FAST ESP to Solr Migration Case Study
Reed Business Information (RBI), a leading provider of business information, data and marketing solutions, produces industry critical data services and lead generation tools, as well as online community and job websites. RBI reached out to Search Technologies for help with a migration project, to take them from FAST ESP, to a Solr-based infrastructure running on Amazon Web Services (AWS) EC2 instances.
RBI has been using FAST to power search on a wide range of websites since 2005. FAST ESP has proved to be a highly reliable platform for this purpose. In addition to very low down-time, it has provided large query capacities, and has been used as a platform to develop or deploy a range of sophisticated, multi-lingual capabilities for entity extraction and categorization, powering both search, and the contextual serving of widgetized links across hundreds of websites.
The future for the FAST technology, owned by Microsoft since 2008, is SharePoint-centric, and as an agile publisher of both business and consumer titles to niche audiences, RBI decided that Solr was their preferred alternative to replace FAST ESP. RBI contracted with Search Technologies to deliver consulting and implementation services, and to manage the FAST ESP to Solr transition project.

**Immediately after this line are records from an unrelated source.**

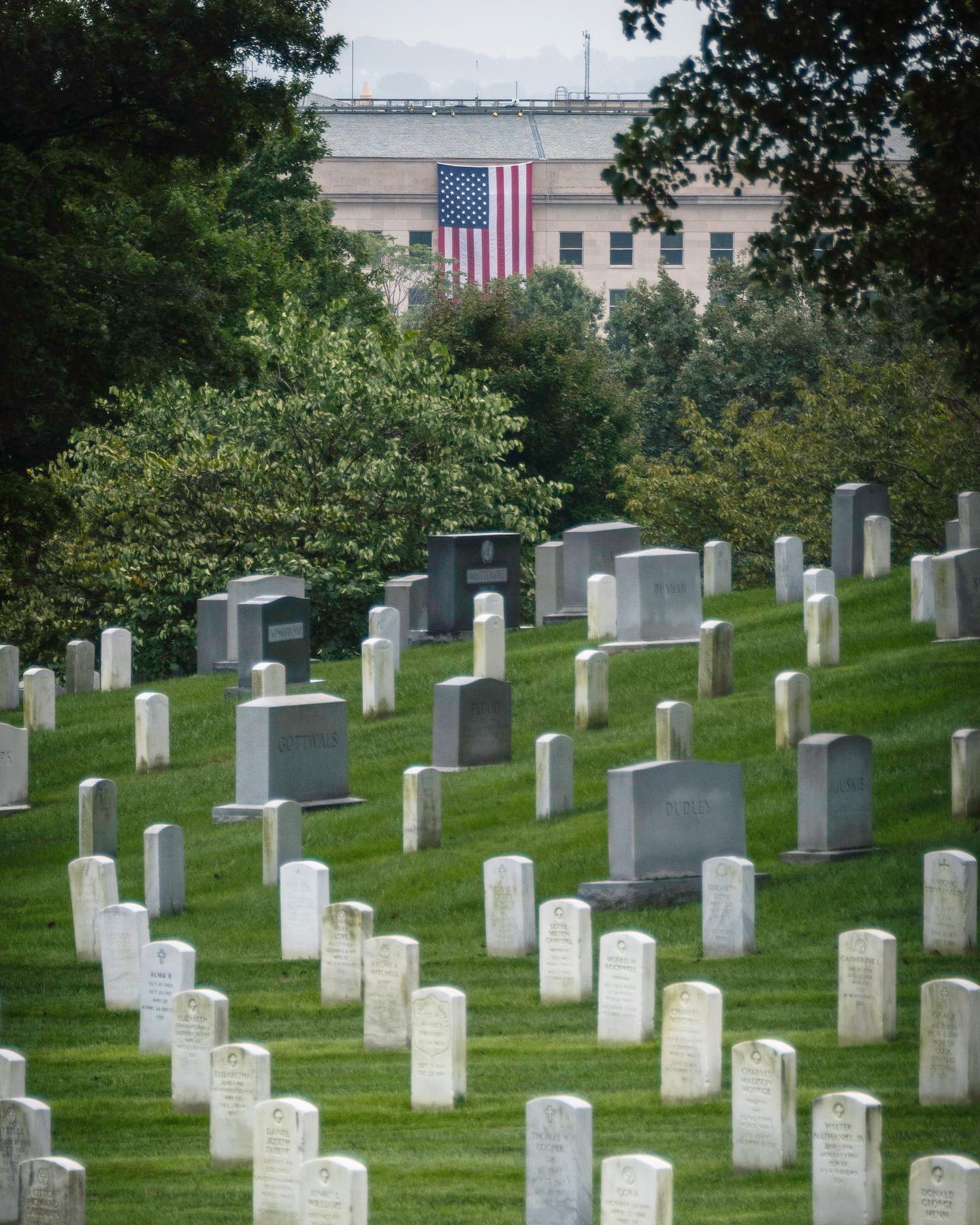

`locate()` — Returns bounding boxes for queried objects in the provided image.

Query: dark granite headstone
[238,595,310,691]
[432,676,511,769]
[197,591,228,676]
[932,549,980,642]
[561,522,640,616]
[830,481,892,578]
[781,732,873,864]
[212,693,360,822]
[429,532,521,636]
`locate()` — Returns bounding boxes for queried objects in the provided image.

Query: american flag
[438,162,534,285]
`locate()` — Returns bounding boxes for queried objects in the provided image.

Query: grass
[0,568,980,1225]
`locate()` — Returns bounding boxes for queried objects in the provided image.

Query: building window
[559,230,582,265]
[712,230,735,263]
[609,230,634,266]
[660,233,683,268]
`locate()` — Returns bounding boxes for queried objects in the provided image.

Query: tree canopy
[605,0,980,380]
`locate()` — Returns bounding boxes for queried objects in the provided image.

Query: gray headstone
[561,522,642,612]
[385,574,429,651]
[429,532,521,634]
[796,732,872,851]
[227,574,306,660]
[197,591,228,676]
[432,676,511,768]
[0,723,29,811]
[932,549,980,640]
[830,481,892,578]
[238,595,310,689]
[534,540,565,625]
[65,638,95,693]
[616,549,701,642]
[221,693,348,819]
[606,761,745,881]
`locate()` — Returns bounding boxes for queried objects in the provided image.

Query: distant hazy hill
[314,38,677,98]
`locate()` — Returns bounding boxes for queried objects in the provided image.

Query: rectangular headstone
[225,574,306,663]
[534,732,574,821]
[65,638,95,693]
[0,1098,52,1222]
[606,761,745,881]
[211,1043,272,1166]
[429,532,521,636]
[99,626,132,693]
[598,931,657,1043]
[279,859,329,962]
[238,595,310,689]
[144,824,184,919]
[773,536,804,604]
[320,902,375,1004]
[524,1095,591,1225]
[538,898,591,1003]
[299,1156,368,1225]
[909,1154,980,1225]
[412,987,467,1110]
[140,940,196,1055]
[922,850,977,957]
[701,855,756,959]
[483,855,538,957]
[660,983,721,1102]
[252,1098,320,1225]
[836,928,897,1046]
[830,481,892,578]
[69,855,119,962]
[78,778,119,856]
[616,549,701,644]
[197,591,229,676]
[559,522,640,614]
[17,1156,84,1225]
[170,987,228,1115]
[812,1093,881,1225]
[364,936,419,1051]
[932,549,980,642]
[97,901,148,1012]
[212,693,353,821]
[732,1038,796,1173]
[432,676,511,768]
[703,540,732,595]
[796,732,873,853]
[602,1153,674,1225]
[534,540,565,626]
[402,766,442,855]
[919,979,980,1106]
[0,723,29,812]
[0,642,21,710]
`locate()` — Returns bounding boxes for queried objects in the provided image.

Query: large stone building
[310,95,906,308]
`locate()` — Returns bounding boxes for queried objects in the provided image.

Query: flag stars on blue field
[438,164,490,229]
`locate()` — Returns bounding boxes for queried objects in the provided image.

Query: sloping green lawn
[0,568,980,1225]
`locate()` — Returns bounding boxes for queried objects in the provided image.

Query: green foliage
[419,267,632,530]
[0,300,559,676]
[604,0,980,380]
[625,349,980,581]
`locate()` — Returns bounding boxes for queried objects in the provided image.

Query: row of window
[399,230,735,268]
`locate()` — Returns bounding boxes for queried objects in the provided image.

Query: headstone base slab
[577,872,769,910]
[211,795,365,826]
[779,847,881,864]
[603,638,701,655]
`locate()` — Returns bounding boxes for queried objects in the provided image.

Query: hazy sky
[326,0,701,61]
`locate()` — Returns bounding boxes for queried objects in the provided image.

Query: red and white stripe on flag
[438,162,534,285]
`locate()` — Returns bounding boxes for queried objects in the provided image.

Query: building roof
[310,95,911,163]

The overall project objective was simply to emulate the FAST-based service, without loss of functionality or performance.
The websites served by this application use a range of languages, including Chinese (simple and traditional), English, Dutch, Spanish, French, Italian and German.
The content sets to be indexed include the participating websites, to enable sophisticated site search functionality, plus numerous other content sources, to provide supplementary information and news, usually focused around specific industry verticals. The new system also powers RBI’s business search portal, Zibb.com.
SAME FUNCTIONALITY, MUCH LOWER COSTS
The key challenge set by RBI, was to find a way to maintain existing functionality, providing a highly functional and reliable service to publishers within RBI, and at the same time to substantially lower the overall cost-of-ownership of the search infrastructure.
Some key aspects of the existing infrastructure used FAST-specific methods. In addition, FAST was running on a substantial, Microsoft-hosted facility involving more than 90 servers.
A key aspect of the requirements was that publications using the search service should not be required to change anything in their configuration. This necessitated emulating a number of FAST ESP methods, including:
- Transforming FAST FQL search requests into Solr’s query syntax
- Returning results in standard FAST ESP format (by manipulating Solr’s XML-based results)
- Making use of existing content processing capabilities, such as entity extraction, and categorization
Over a period of a few months, with regular daily calls between the RBI and Search Technologies’ teams, the project was detailed and progressed. Key decisions included:
- The use of Amazon AWS to host the new search service
- The development of a query parser to translate FAST FQL into Solr search syntax, and to translate Solr search results into a FAST ESP format, so that the receiving Content Management Systems would not notice any changes and would function as normal
- The use of software-based load balancing to send queries to servers with spare capacity
Solr’s native language processing capabilities coped adequately with the multi-language demands of this project.
Graeme McCracken, CIO at Reed Business International, commented, “We progressively transitioned our sites and services from FAST to Solr over a two-week period, and nobody noticed. At the same time, we reduced our on-going cost-of-ownership by more than half.”
Numerous Reed Business properties are now served by this Solr-based service. Design specifications called for an average search-time of less than 200 milliseconds. The live system is consistently delivering an average of 70 milliseconds.
The new Solr search system has more than 30 million documents under index, and it meets sustained capacity demands of more than 300 queries-per-second, without compromising search speed.